The Board encourages ALL residents to request a mail-in ballot for the June Primary. Voters can request mail-in ballots:
- online at https://www.vote4dc.com/ApplyInstructions/Absentee
- via the DCBOE mobile app vote4dc
- by calling the DCBOE at (202) 727-2525 or (202) 741-5283, or by calling TTY at 711
- by fax at (202) 347-2648
- or by mailing or dropping off in person a ballot request form to: DC Board of Elections, 1015 Half Street SE, Suite 750, Washington, DC 20003.
Forms are available online at dcboe.org
DCBOE also mailed request forms to all registered voters in March and will send two forms and a postage-paid envelope in each Voter Guide by May 8. The guide is also available at dcboe.org/Elections/2020-Elections.
The last day to request a mail-in ballot for the 2020 June Primary elections is May 26. Mail-in requests must be postmarked by that day, and DCBOE must receive the completed ballot from voters no later than June 9, 2020.
You can track your mail-in ballot online at https://dcboe.org/Voters/Absentee-Voting/Track-Absentee-Ballot
Expect Lines, Guidelines when Voting in Person
You can still vote in person, but in the 2020 June primary election, there will not be the usual 144 precincts.
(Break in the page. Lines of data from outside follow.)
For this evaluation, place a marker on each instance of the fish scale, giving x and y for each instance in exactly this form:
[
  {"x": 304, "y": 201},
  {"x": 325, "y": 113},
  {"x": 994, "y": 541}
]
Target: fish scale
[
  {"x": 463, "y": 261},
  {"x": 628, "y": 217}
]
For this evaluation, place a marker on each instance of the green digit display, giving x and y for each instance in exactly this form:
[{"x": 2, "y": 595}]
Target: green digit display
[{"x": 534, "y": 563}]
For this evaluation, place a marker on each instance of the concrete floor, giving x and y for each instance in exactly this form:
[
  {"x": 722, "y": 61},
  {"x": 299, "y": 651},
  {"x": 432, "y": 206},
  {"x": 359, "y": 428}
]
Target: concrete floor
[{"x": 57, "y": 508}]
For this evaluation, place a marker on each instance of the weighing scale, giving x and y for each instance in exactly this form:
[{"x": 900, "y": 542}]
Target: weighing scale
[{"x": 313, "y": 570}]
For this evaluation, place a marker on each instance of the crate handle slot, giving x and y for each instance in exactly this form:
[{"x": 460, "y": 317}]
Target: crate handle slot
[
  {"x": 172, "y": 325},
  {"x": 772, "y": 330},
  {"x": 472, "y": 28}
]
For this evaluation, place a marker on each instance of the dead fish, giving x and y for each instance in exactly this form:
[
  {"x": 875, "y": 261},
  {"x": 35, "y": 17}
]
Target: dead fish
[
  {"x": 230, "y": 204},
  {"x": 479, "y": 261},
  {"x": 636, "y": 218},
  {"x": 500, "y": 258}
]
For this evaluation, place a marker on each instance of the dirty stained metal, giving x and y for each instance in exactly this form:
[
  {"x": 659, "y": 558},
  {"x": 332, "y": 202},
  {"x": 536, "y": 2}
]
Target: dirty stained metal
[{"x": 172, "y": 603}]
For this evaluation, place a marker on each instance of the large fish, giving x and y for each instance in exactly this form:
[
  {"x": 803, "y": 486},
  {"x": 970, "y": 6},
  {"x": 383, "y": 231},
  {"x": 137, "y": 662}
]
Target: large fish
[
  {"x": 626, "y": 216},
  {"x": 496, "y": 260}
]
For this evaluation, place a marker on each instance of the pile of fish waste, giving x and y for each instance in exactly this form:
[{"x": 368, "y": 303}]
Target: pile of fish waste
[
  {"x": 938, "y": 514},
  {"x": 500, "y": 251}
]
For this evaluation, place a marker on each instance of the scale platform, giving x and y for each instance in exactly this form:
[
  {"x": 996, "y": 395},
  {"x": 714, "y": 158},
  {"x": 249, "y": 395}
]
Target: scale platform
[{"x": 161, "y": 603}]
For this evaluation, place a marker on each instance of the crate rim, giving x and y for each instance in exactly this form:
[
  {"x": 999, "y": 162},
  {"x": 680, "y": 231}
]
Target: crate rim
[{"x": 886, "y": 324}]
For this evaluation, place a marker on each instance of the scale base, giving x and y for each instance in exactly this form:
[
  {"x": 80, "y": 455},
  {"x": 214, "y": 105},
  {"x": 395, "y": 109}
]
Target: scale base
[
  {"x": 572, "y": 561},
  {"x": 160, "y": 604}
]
Instead, DCBOE will operate what are usually the 15 Early Vote Centers and five additional, larger vote centers. These 20 voting places will be open from May 22 until primary election day June 2.
Hours are 8:30 a.m. to 7 p.m. daily. On election day polls will be open from 7 a.m. to 8 p.m. Voting centers will be closed Monday, May 25 for Memorial Day.
To minimize lines for in-person voting, and to reduce numbers of people in these Voting Centers, DCBOE wants to stagger voting times by last name. This is only a suggestion; the DCBOE emphasizes that no voter will be turned away. It is an effort to mazimize social distancing. Voters are divided by last name and voting periods into a.m. and p.m. blocks. Voters with last names beginning from A to L and from M to Z are asked to come in on alternating morning and afternoon schedules. You can see the suggestion in the image below.
In light of the COVID-19 crisis, strict social distancing measures will be in place during line-up, registration or check-in and during actual voting at voter centers. Masks will be required to vote. DCBOE will also implement cleaning protocols on site. Only ten voters will be permitted inside voting centers at any time, with line markers placed 6 feet apart outside. Those voting in person will have to wait in line.
Same-day registration will still be available at these voting locations with a valid proof of residence. Valid proof includes: a copy of a current and valid DC DMV-issued ID, gov’t check or paycheck, bank statement, current utility bill, student housing statement/tuition bill, homeless shelter occupancy statement, lease, or other gov’t document that shows the name and address of the voter.
Since the DC Department of Motor Vehicles has extended the expiry date for all licenses and REAL identification cards, DCBOE has said they will accept as identification card that expired between March 31 and June 2.
The DC DMV has extended the exp. date for all driver licenses and ID cards exp Mar 1 through the duration of the public health emergency, we will accept expired driver licenses and ID cards that expire AFTER that date for same day reg/first-time voters who reg. by mail as well
— DC Board of Elections (@Vote4DC) May 19, 2020
While in-person voting is available, and nobody will be turned away, DCBOE says these voting locations should be reserved for those unable to request a mail-in ballot.
“These locations, while increasing in number, will adhere to CDC guidelines regarding COVID-19 and they should be reserved for those unable to request a mail-in ballot. It’s imperative that we protect our fellow citizens as well as the thousands of DCBOE volunteers and all of our employees,” said DCBOE spokesperson LaDawne White.